After that, my code still needed some work, before I could just start the script and get the data. Below is the code, that I have used to eventually get a lot of posts with different tags.

What this code does, it to take a certain tag, and then it writes in the file the id of the post, the name of the blog and the list of all tags.

    import pytumblr

    # Authenticate via OAuth
    client = pytumblr.TumblrRestClient("")

    #find 20 posts tagged MBTI
    def getTumblrPosts(before=None, tag="MBTI", limit=20, filename="data.csv"):
        posts = client.tagged(tag, limit=limit, before=before)
        if len(posts) == 0:
            return None
        with open(filename, "aw") as f:
            #get information out of the post
            f.write("post_id" + "\t" + "post_url" + "\t" + "tags" + tag + "\t" + "timestamp" + "\n")
            for post in posts:             
                if post["type"] == "text":
                    timestamp = post[u"timestamp"]
                    post_id = post[u"id"]
                    tags = post[u"tags"]
                    if not tags:
                        tags = ""
                    post_url = post[u"post_url"]
                    string = str(post_id) + "\t" + post_url + "\t" + str(tags) + "\t" + str(timestamp) + "\n" 
                    string = string.encode("utf8")
                    except UnicodeEncodeError:
                        print("Unicode Error:" + post_url)
        return post[u"timestamp"]

    #Loop the post getting function
    def getData(tag, timestamp=None, filename="data.csv"):
        while 1:
            timestamp = timestamp
            timestamp = getTumblrPosts(before=timestamp, tag=tag, limit=20, filename=filename)
            if not timestamp:
                return None
        return timestamp

    timestamp = getData("tag", filename="file-name.csv")

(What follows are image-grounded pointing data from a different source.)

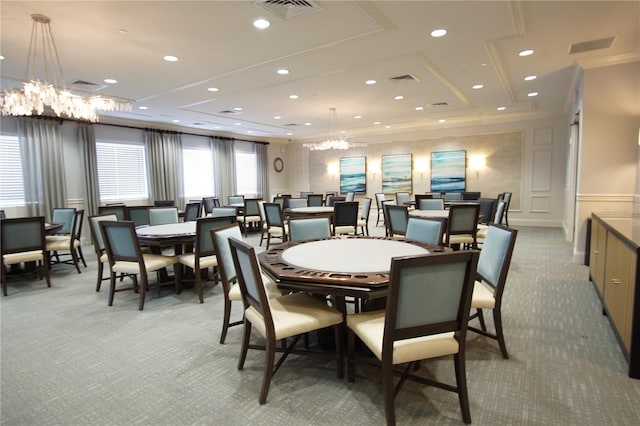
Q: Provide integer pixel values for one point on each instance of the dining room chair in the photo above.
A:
(139, 215)
(430, 204)
(425, 230)
(192, 211)
(98, 244)
(70, 246)
(125, 257)
(119, 210)
(22, 240)
(363, 220)
(462, 226)
(278, 318)
(491, 278)
(426, 316)
(298, 202)
(204, 256)
(397, 218)
(164, 203)
(231, 291)
(345, 218)
(309, 228)
(250, 214)
(163, 215)
(402, 198)
(314, 200)
(276, 225)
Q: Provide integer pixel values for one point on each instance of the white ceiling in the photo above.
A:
(331, 51)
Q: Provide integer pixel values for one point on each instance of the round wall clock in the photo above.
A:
(278, 164)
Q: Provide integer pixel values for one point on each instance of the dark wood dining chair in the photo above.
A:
(426, 317)
(278, 318)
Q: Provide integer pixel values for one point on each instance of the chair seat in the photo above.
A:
(189, 259)
(482, 296)
(295, 314)
(346, 229)
(152, 262)
(369, 327)
(25, 256)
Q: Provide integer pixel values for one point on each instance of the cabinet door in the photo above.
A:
(597, 256)
(618, 288)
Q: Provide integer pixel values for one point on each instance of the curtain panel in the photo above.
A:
(42, 165)
(165, 165)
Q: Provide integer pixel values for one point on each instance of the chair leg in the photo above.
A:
(388, 391)
(225, 319)
(497, 320)
(269, 357)
(461, 379)
(245, 344)
(100, 272)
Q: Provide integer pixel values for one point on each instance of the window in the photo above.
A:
(246, 168)
(11, 179)
(122, 171)
(198, 170)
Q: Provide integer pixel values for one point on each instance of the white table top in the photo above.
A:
(349, 255)
(441, 214)
(180, 228)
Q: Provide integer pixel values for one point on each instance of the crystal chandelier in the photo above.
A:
(51, 93)
(334, 138)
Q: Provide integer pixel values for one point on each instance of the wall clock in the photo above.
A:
(278, 164)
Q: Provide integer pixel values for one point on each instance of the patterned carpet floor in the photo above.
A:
(69, 359)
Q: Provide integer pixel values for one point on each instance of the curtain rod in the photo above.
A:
(124, 126)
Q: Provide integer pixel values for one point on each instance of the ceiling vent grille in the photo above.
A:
(403, 78)
(588, 46)
(289, 9)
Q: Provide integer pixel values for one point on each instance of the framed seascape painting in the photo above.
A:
(396, 173)
(448, 170)
(353, 175)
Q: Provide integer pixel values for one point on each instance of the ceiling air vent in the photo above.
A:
(403, 78)
(289, 9)
(588, 46)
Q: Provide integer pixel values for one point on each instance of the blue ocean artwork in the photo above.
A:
(353, 175)
(396, 173)
(448, 171)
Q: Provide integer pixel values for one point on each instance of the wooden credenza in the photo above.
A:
(613, 269)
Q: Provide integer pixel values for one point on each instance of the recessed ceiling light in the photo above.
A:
(261, 23)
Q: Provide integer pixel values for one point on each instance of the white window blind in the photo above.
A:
(198, 171)
(246, 168)
(122, 171)
(11, 178)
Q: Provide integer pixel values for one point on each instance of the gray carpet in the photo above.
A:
(69, 359)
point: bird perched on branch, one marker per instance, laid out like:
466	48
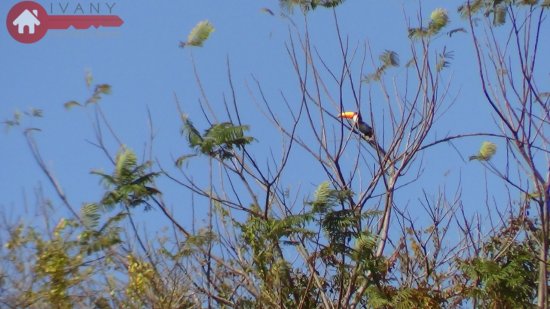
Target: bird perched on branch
364	130
358	125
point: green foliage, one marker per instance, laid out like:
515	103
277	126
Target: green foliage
130	183
218	141
199	34
498	9
18	117
486	152
509	281
438	20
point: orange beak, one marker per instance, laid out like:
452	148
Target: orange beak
347	115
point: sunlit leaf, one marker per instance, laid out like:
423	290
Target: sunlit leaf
486	152
103	89
199	34
390	58
438	19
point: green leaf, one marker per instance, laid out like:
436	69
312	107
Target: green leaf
199	34
439	19
389	58
103	89
486	152
90	215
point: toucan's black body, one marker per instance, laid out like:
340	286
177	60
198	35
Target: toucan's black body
358	125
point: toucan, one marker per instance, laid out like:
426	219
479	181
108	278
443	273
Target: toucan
358	126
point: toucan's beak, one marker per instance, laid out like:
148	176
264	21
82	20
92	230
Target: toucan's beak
348	115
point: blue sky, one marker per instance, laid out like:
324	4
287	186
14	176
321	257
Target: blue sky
146	68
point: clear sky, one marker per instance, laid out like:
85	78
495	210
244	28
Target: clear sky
146	68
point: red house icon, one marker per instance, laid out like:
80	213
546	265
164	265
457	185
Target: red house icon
27	19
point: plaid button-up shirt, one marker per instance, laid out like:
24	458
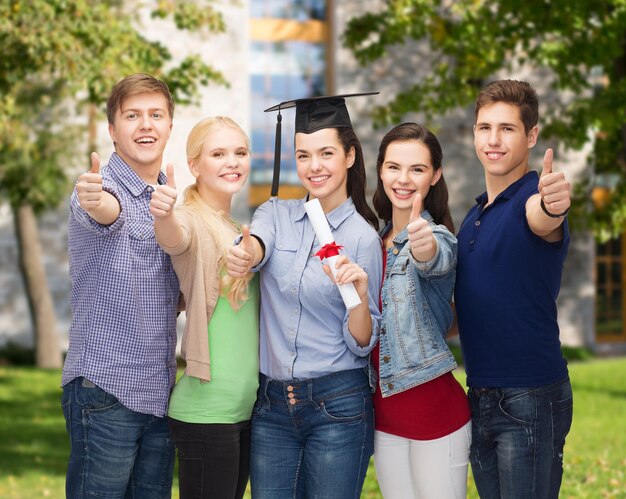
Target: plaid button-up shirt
124	298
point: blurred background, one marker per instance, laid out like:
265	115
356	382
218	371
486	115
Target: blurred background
428	59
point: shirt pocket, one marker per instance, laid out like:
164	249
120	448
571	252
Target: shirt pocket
282	258
142	242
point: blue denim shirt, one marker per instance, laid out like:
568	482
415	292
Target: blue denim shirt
416	312
304	323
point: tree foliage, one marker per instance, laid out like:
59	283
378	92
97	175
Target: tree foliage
57	57
580	45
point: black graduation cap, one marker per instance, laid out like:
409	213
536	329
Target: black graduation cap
312	114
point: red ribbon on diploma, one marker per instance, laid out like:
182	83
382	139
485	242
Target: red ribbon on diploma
330	249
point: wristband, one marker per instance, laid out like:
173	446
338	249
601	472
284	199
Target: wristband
552	215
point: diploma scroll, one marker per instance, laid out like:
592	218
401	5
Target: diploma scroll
330	250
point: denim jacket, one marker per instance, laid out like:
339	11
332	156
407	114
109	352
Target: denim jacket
416	312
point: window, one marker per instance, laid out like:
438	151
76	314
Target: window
289	60
610	285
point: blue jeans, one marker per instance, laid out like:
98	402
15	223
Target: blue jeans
312	438
518	435
114	452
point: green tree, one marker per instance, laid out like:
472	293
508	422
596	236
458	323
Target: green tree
582	44
60	59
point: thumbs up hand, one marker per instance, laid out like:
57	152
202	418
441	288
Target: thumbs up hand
554	188
240	258
421	240
89	186
164	196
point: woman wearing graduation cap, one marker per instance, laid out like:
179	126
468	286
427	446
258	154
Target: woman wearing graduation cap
312	426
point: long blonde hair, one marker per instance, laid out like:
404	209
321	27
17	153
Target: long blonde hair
216	222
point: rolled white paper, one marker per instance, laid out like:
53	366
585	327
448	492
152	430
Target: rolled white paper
325	236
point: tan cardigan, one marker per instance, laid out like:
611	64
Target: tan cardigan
195	263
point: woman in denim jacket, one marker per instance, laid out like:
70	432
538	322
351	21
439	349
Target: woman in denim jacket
422	436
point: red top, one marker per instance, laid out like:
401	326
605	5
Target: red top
425	412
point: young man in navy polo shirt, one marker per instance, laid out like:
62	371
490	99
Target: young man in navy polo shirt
512	245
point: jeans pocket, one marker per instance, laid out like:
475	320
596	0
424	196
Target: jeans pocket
562	411
346	408
519	407
259	407
94	398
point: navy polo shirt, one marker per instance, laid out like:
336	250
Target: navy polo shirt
507	283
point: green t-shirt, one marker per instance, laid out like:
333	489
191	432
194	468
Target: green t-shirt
234	350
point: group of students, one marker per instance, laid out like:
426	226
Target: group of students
284	385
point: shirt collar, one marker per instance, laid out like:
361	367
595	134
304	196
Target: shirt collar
335	218
511	190
129	178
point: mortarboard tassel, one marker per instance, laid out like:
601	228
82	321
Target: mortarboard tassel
277	151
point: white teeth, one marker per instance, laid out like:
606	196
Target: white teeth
319	179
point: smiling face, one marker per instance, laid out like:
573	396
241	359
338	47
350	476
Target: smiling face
323	165
406	170
141	130
501	142
223	165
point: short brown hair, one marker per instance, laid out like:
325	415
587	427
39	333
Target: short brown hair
134	84
518	93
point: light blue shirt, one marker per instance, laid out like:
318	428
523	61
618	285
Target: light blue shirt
304	323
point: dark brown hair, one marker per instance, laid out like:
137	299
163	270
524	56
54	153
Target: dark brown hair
518	93
356	175
436	201
134	84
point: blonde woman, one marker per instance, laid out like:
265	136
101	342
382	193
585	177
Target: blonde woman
211	404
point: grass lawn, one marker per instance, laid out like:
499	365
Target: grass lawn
34	445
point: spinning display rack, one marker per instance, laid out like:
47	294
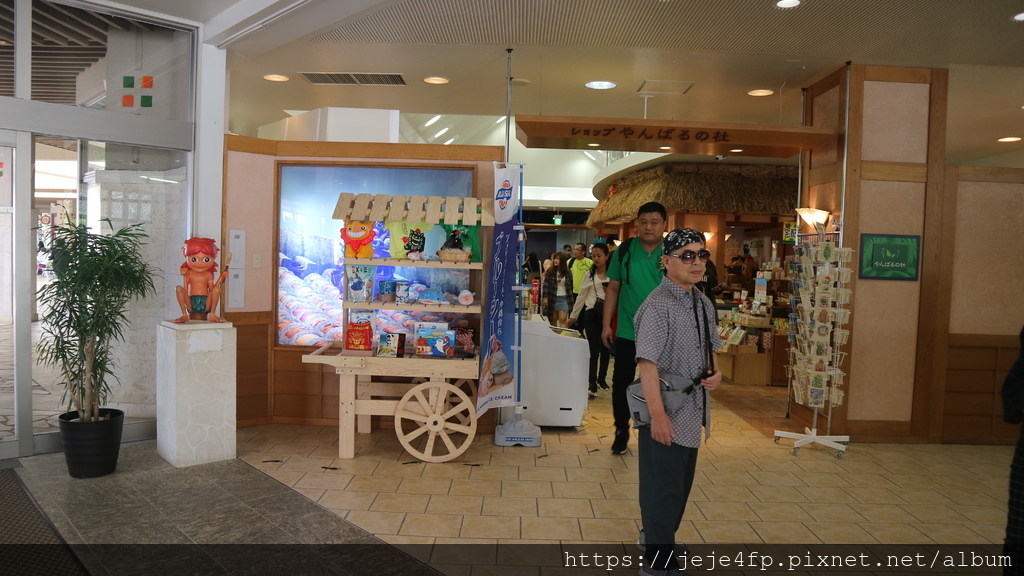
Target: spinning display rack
820	310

I used this code to get posts for all the Myers-Brigs related tags, like MBTI and the names of all the types (like: INTP, ENFP, ESFJ, ESTJ, INTJ, ISFP,…). On the end I got around 13 MB of data this way.

On this that I did not yet include in this code is keeping track of how many API calls can I still do. I am sure, that if I did that, I would be able to let the script run longer and get more data.

I also ignored all the non ASCII characters. This is one of the drawbacks of this script, as it is still using Python2, and Python2 is the one that has a pain-in-the-ass encoding. I mean, it is not hard, I just don‘t know, why a programmer should bother with it.

Well, pytumblr, the library that I am using to access Tumblr is written in Python2, and I did not found the Python3 version, so that is why I used Python2.